This project is part of the Google Data Analytics Professional Certificate. As a junior data analyst in Cyclistic’s marketing analyst team, I am tasked with analyzing the bike usage patterns of annual members and casual riders. Cyclistic, a bike-share company based in Chicago, launched its program in 2016 and has experience remarkable growth. With a fleet of 5,8214 geotracked bicycles distributed across 692 stations in the city, the program offers riders the flexibility to pick up and return bikes at any station within the system.
The finance analysts at Cyclistic have determined that annual members contribute higher profits compared to casual riders. Recognizing the importance of annual memberships for future growth, the director of marketing has assigned me the responsibility of understanding the differences in how annual members and casual riders utilize the bike-share service. By conducting an in-depth analysis of the historical bike trip data, my goal is to provide a comprehensive summary, including supporting visualizations and key findings, along with my top three recommendations based on the analysis.
This analysis will focus on identifying distinct usage patterns, including ride duration, frequency, popular routes and specific times and days of the week when the service is utilized the most. To align with the marketing strategy development timeline, I will complete this analysis within one week. The outcome of this project will play a crucial role in driving the future success of Cyclistic’s bike-share program.
To complete this project, I followed the six steps of the data analysis process: ask, prepare, process, analyze, share, and act
- How do annual members and casual riders use Cyclistic bikes differently?
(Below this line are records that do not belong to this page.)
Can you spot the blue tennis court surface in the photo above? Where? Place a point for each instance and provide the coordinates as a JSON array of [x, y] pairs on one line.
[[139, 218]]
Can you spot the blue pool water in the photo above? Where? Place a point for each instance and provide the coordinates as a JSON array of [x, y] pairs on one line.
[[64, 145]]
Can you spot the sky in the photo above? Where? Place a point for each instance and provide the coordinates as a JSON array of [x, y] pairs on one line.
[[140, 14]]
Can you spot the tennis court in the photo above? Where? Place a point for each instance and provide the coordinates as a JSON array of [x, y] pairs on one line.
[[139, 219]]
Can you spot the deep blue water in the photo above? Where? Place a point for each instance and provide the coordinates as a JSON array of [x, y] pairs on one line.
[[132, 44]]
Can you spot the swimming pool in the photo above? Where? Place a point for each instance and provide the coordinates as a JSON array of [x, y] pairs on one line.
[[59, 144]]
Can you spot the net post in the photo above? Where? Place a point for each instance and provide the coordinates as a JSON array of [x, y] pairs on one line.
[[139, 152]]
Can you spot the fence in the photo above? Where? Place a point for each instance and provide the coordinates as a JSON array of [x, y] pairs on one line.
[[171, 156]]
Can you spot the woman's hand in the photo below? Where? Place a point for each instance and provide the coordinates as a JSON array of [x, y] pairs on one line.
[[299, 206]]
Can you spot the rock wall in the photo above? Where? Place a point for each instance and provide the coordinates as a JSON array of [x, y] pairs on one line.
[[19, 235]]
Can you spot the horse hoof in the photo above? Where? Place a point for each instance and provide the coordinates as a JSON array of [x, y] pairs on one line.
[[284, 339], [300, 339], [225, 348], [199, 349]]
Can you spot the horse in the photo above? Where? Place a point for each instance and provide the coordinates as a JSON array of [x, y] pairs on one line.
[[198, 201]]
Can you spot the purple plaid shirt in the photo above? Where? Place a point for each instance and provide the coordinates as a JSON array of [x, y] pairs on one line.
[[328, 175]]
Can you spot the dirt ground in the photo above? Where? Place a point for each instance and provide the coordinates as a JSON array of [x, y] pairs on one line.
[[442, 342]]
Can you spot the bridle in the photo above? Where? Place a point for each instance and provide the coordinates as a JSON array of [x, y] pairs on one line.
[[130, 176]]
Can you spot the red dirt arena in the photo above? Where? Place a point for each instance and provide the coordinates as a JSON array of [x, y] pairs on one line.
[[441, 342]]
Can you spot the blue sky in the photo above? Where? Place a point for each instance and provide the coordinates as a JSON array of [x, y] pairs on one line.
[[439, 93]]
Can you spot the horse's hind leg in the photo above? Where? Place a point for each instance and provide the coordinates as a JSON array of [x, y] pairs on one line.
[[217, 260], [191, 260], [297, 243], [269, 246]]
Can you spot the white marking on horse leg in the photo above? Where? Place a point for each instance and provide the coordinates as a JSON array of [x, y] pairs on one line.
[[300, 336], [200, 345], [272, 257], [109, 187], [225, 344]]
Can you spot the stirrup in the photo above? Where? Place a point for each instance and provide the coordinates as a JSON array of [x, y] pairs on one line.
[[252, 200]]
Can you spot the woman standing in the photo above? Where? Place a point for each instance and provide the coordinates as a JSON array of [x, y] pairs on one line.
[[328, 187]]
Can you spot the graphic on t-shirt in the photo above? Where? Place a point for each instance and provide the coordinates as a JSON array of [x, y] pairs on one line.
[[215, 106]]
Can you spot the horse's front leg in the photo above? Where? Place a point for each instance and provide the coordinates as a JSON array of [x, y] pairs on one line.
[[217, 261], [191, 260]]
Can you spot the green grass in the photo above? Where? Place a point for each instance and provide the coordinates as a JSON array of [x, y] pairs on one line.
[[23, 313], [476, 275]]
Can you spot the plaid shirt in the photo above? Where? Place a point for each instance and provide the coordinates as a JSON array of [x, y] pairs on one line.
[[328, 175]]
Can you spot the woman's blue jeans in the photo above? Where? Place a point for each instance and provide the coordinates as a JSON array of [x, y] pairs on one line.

- The key stakeholders are:
- Lily Moreno: The director of marketing and my manager
- Cyclistic Executive Team: The executive team will decide whether to approve the recommended marketing program.
- Obtained the historical trip data from Cyclistic for analysis by downloading the previous 12 months of Cyclistic trip data (May 2022 to April 2023)
- The data is organized in a structured way, in 12 different comma-separated value (CSV) files for each of the months
- There is no issue of bias or credibility. For the purpose of this case study the data seem to be Reliable, Original, Comprehensive, Current, and Cited.
- The data is made available by Motivate International Inc. under the specified license
- The data does not contain any personally identifiable information (PII) of riders
- Data integrity is performed using data cleaning, validation, and verification to ensure accuracy and integrity of the data. These steps may include checking for missing values, outliers, and inconsistencies within the dataset.
NOTES: There are some limitations with the dataset provided such as prices for membership, demographic information about the riders that could help in covering a more in-depth analysis. But as stated prior, for the purpose of this exercise the data is perfectly fine.
Excel and R were used to process the data. Excel is great at quickly glancing at the individual files before using R. After the initial glance, R was used for cleaning, analyzing, and visualizing the data
- Removed missing data when it could not be added by the lookup of similar data
- Removed duplicates from observations
- Removed the following from the dataset: “start_station_name”, “end_station_name” “start_lat”, “start_lng”, “end_lat”, “end_lng”, “start_station_id”, and “end_station_id”
- Created “day_of_week” which represent the day of the week for each observation, “ride_length” as the duration (in minutes) based on start and end times, and “date” as the full date of the observations
- Removed observations that had "ride_length" less than or equal to zero
- Removed observations that had "ride_length" outliers
- Formatted "day_of_week" and "ride_length" as numeric, and later formatted "day_of_week" to a string
With these steps we transformed the data from its raw format to a usable format suitable for analysis.
After cleaning the data in R, I ran some descriptive analysis on the it. From May 2022 to April 2023, Cyclistic has serviced over 5, 000, 000 customers. I calculated the count of annual members and casual riders as can be seen in Figure 1. There was a total of 5,322,080 riders that used Cyclistic bike-share. Out of those 2,004,701 were casual riders and 3,317,379 were annual members. The days where we saw most of the activity were on Thursday for annual members and Saturday for casual riders. The average ride duration was approximately 13 minutes for the casual riders and approximately 11 minutes for the annual members.
Process, Analyze, and Sharewere done in R using this script
My conclusion is that Cyclistic’s customers used the bike-sharing services differently. Annual members used the services more frequently than the casual riders over Monday-Saturday and had a peak usage on Thursdays. Casual riders used the services more frequently on Saturday. Based on the average ride duration and consistency of user, we can conclude that annual member commute daily, whilst casual riders use the services for leisure.
Creating different memberships to attract casual riders based on their need, such as a weekend membership. Additionally, creating a loyalty program for annual members might help in increasing the numbers. Lastly, expanding the network to covert a bigger territory would help grow the services.